In our case, the JVM loaded the code from the JAR, which, unless I misunderstand Sun/Oracle's classloader, means that both CRC-32 checksums and bytecode verification pass, even for unsigned JARs. The chances of random bit flips passing CRC-32 checks are 4 billion to one. The odds of random bit flips passing both a CRC-32 check and bytecode verification are probably at least quadrillions to one. I'm pretty sure the corruption was happening minutes to hours after the classes actually got loaded by the JVM.

In other words, I think we were getting saved by SHA-1 summing a bunch of large files being a poor-man's memtest86: writing semi-random-ism patterns to big chunks of memory and verifying you can read back what you wrote. Failing this correlates heavily with seeing "impossible" errors at runtime, but we weren't directly examining the classloader's internal buffers that were the actual cause of the errors.

On a side note, modern OSes should really have a low rate memory checker built into the kernel's memory manager. It's a crutch, but cheap consumer IoT devices and WiFi APs aren't getting ECC any time soon.

inetknght · on April 7, 2021

The difference is that "load" means that the file is otherwise acceptable (valid header, valid content) but that it's been adjusted so that the checksum isn't what's described in the manifest.

That is:

1) the JAR file successfully loads by the JVM -- as in it will "load"

2) the JAR file doesn't pass the SHA checksum requirement you've added -- as in it isn't the file you expect.

tsimionescu · on April 7, 2021

Even disregarding tne very good points about code defending from memory errors mentioned by others, I imagine a realistic time frame for such coverage for a project the size of Firefox or Windows to be no less than a decade, with 0 other development going on.
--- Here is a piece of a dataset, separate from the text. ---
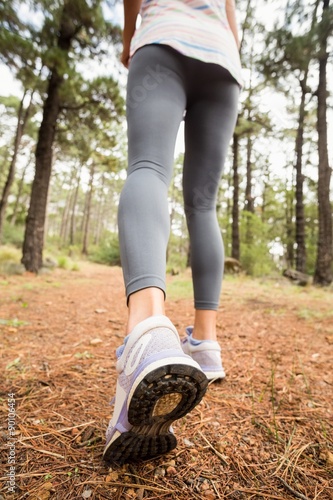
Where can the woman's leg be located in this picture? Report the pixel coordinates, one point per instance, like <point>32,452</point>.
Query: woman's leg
<point>155,106</point>
<point>209,125</point>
I find it absurd to imagine it would be worth it, even if it reduced bug count to 0 (which it wouldn't).

perryizgr8 · on April 6, 2021

> Yes, I have seen this phenomenon!

I've had this happen to me personally. Looking again and again at the tsan error and the code it pointed to, I was absolutely sure it was a false positive. Thankfully I got a friend to look at it and after a good night's sleep he was able to explain to me how exactly the code was wrong.

Tl;dr: It is extremely hard to write correct threaded code in C/C++, and it is quite hard to recognize errors even when they are pointed out to you.